Murrow, McCarthy, and Me

The Edward R. Murrow movie Good Night, and Good Luck reminded me of one of my most unpleasant — but gutsy, I guess — moments in life.

Good Night, and Good Luck

As a newly elected Selectman of Weston, Connecticut, I worried about the growing influence of Mr. McCarthy, his Communist witch-hunt, and kept wishing I had some clout to do something about it.

I read about the upcoming Murrow broadcast on March 9, 1954, supposedly on Joe McCarthy, and tuned in.  I was then 28 years old and Murrow was my hero.  I was a staunch Republican, who was just learning what the Party stood for, from a master politician, by the name of John Mather Lupton, in our small town of Weston (population then about 3,000).

I watched Murrow carefully deliver his thesis, but with an uncanny, non-legal fluency, which tore McCarthy right off the television screen.

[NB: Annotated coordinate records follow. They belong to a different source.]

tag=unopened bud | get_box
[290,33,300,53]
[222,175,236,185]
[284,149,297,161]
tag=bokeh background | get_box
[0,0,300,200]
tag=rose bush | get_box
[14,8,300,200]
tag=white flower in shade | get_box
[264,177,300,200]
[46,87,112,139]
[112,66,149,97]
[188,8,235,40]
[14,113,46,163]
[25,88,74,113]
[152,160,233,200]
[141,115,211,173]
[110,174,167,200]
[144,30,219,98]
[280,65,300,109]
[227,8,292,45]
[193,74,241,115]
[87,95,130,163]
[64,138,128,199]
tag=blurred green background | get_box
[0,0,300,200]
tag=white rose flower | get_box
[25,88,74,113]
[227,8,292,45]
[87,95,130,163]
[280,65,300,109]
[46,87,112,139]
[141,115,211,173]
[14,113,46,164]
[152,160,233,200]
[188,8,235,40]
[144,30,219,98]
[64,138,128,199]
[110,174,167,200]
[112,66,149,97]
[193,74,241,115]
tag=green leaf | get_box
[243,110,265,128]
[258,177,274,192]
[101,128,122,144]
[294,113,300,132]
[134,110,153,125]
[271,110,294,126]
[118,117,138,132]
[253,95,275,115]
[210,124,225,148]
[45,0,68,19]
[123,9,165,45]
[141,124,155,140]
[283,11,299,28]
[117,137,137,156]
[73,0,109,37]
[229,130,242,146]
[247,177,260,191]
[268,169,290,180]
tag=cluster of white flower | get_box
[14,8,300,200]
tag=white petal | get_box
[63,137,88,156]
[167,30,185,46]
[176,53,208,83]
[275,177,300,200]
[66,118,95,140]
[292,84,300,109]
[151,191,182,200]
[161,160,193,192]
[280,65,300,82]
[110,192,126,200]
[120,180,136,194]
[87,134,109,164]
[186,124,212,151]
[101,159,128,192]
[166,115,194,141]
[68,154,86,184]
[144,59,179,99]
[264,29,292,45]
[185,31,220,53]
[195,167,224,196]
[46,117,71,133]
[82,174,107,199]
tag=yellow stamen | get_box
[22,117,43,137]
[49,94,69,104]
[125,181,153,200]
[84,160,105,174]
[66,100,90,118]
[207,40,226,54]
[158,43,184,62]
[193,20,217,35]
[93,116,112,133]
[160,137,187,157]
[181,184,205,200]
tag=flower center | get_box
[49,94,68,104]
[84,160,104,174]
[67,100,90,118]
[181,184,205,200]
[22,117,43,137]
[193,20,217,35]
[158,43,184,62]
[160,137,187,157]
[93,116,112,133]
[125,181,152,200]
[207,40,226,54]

I had a 16 millimeter projector, and I spent the next morning trying to figure out how to get the tape of that broadcast.

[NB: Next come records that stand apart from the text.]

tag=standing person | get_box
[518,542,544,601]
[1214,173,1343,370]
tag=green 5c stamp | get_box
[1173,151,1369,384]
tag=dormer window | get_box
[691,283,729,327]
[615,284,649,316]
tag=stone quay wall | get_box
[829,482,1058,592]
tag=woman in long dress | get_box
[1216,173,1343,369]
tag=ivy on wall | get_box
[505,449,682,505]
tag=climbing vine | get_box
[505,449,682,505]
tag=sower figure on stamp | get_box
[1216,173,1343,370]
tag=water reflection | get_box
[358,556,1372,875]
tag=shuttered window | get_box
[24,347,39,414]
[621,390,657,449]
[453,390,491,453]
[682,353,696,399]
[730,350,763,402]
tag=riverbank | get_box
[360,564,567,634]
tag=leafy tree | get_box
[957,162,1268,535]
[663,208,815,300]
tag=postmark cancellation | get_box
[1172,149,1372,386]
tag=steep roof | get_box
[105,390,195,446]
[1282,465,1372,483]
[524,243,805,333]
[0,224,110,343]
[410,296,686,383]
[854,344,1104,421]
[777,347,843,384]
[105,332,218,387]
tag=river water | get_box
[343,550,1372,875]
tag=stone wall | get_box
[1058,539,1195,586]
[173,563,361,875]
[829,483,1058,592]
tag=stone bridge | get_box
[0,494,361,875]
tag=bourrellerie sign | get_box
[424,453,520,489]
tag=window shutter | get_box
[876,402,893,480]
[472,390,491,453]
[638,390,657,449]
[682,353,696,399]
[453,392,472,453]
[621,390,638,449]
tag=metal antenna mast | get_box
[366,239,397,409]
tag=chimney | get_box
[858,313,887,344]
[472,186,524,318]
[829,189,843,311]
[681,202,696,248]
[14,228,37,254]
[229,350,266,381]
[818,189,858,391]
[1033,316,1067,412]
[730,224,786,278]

It took me two days, but I finally got a few dozen words with Mr. Murrow.   I told him “I want to show your broadcast in the Weston School cafeteria.  Would you consent to lend me the 16 millimeter tape?  I’ll do the rest.”

He said he would tell Dorothy Loeffler at CBS, “who might be helpful,” and she was.

I would have the tape in two days, for one showing, and had to return it in 24 hours from the showing. 

The School Principal (I wonder if he was a Republican or Democrat) made a quick decision to OK the project.  I printed up a flyer and handed it out that afternoon to every student who came out of the main door.  I got 20 people to call every name with a Weston address and telephone number, and tacked up signs wherever I thought there might be heavy foot traffic.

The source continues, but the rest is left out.